BP a évalué 70 composants, produit 400 échantillons pilotes et testé 200 mélanges dans le groupe propulseur Audi avant la saison 2026 : derrière l’expression « carburant durable » se cache désormais une véritable course de développement.
Photo de couverture : Gabriel Bortoleto au volant de l’Audi R26 pendant les qualifications du Grand Prix de Chine, le 14 mars 2026. Photo d’archive ; elle ne montre pas les essais de carburant menés en laboratoire. © Liauzh / Wikimedia Commons — CC BY 4.0. Recadrage central fidèle, redimensionnement et compression WebP ; aucune retouche du sujet.
Le volume de travail communiqué par Formula 1 donne une mesure concrète du défi. BP a également livré 240 000 litres de carburant d’essai au site moteur d’Audi à Neuburg. Ces chiffres décrivent une phase de développement, pas la quantité utilisée pendant un week-end de Grand Prix ni une promesse directe de performance en piste.
Repartir presque de zéro sans composants fossiles
Depuis 2026, le règlement impose des carburants durables avancés élaborés à partir de sources telles que le carbone capté, les déchets municipaux et la biomasse non alimentaire. La Formule 1 précise qu’aucun composant ne provient du pétrole brut et que la chaîne de production doit respecter des critères de durabilité certifiés.

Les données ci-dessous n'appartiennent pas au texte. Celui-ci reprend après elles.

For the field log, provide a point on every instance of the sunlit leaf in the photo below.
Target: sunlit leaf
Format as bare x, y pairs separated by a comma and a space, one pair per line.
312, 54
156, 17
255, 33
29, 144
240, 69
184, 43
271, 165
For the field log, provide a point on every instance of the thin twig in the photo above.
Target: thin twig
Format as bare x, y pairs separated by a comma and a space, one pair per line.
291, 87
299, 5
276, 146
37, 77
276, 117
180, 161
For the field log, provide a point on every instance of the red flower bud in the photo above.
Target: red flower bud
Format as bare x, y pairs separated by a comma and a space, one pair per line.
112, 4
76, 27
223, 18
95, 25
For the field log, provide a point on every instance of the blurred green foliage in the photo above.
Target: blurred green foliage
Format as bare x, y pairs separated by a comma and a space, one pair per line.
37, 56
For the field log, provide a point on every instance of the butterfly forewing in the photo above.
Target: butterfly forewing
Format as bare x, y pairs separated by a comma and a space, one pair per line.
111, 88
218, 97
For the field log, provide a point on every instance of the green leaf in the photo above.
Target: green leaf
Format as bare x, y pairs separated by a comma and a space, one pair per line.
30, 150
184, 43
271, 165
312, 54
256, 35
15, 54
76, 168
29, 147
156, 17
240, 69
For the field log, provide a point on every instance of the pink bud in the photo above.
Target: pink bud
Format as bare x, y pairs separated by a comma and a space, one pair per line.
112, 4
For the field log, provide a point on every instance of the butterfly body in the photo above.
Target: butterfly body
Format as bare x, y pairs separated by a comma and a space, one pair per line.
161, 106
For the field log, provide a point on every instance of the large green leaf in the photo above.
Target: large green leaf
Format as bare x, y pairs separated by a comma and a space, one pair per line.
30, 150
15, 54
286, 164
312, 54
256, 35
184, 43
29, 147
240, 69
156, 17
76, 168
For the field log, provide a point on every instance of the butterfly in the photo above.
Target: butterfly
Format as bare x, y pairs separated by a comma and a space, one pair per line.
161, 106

Pour les chimistes, cette contrainte a supprimé une grande partie des composants fossiles dont le comportement était connu depuis des années. Luc Jolly, responsable technique des fluides compétition chez BP, explique que son équipe a dû déterminer quelles molécules convenaient au nouveau moteur Audi, puis trouver comment obtenir ces propriétés par des voies compatibles avec le règlement.

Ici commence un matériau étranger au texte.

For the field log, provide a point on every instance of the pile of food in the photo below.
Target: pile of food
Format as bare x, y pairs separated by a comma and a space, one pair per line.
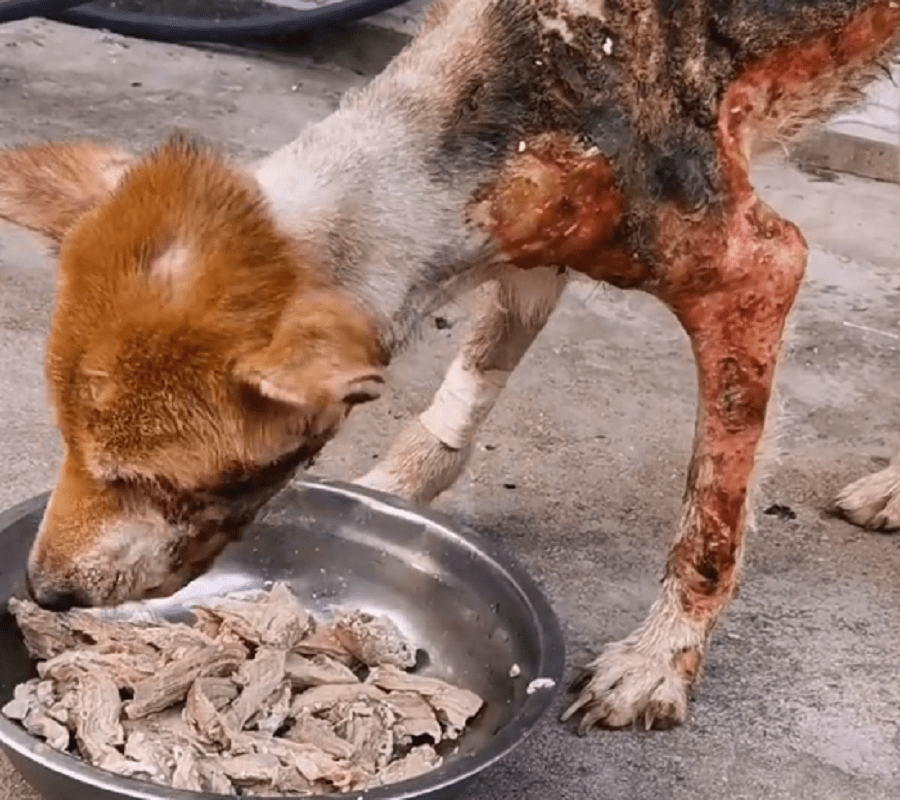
254, 698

Le carburant est dit « drop-in » : il doit pouvoir remplacer son équivalent fossile sans imposer une architecture de moteur différente. Cela ne signifie pas que tous les mélanges sont identiques. Leur densité énergétique, leur comportement à la combustion et les additifs choisis influencent le fonctionnement d’un groupe propulseur conçu autour de marges extrêmement faibles.
Le compromis ne se limite pas à la puissance
La recherche du mélange le plus performant reste encadrée par la fiabilité. Un carburant capable de libérer davantage d’énergie n’apporte rien si les températures ou la combustion réduisent la durée de vie des composants. À l’inverse, conserver trop de marge peut laisser de la performance inutilisée.
Cette équation compte d’autant plus que le nombre de groupes propulseurs utilisables sur une saison est limité. BP décrit donc un objectif d’ingénierie précis : atteindre la fiabilité nécessaire sans surdimensionner la solution, puis continuer à l’optimiser à partir des données reçues en piste.
Gabriel Bortoleto participe à cette boucle par son ressenti au volant. Le pilote ne choisit pas les molécules dans le laboratoire ; il transmet aux ingénieurs le comportement du moteur et de la voiture. Ces informations remontent ensuite vers les spécialistes du carburant et des lubrifiants, au même titre que les données techniques.
La mesure se fait désormais en énergie
Le changement réglementaire ne porte pas seulement sur l’origine du carburant. Pour 2026, la limite principale est exprimée en débit énergétique, avec un plafond de 3 000 mégajoules par heure, plutôt qu’en simple masse de carburant par heure. Les échantillons homologués servent de référence et peuvent être comparés aux prélèvements réalisés lors des contrôles.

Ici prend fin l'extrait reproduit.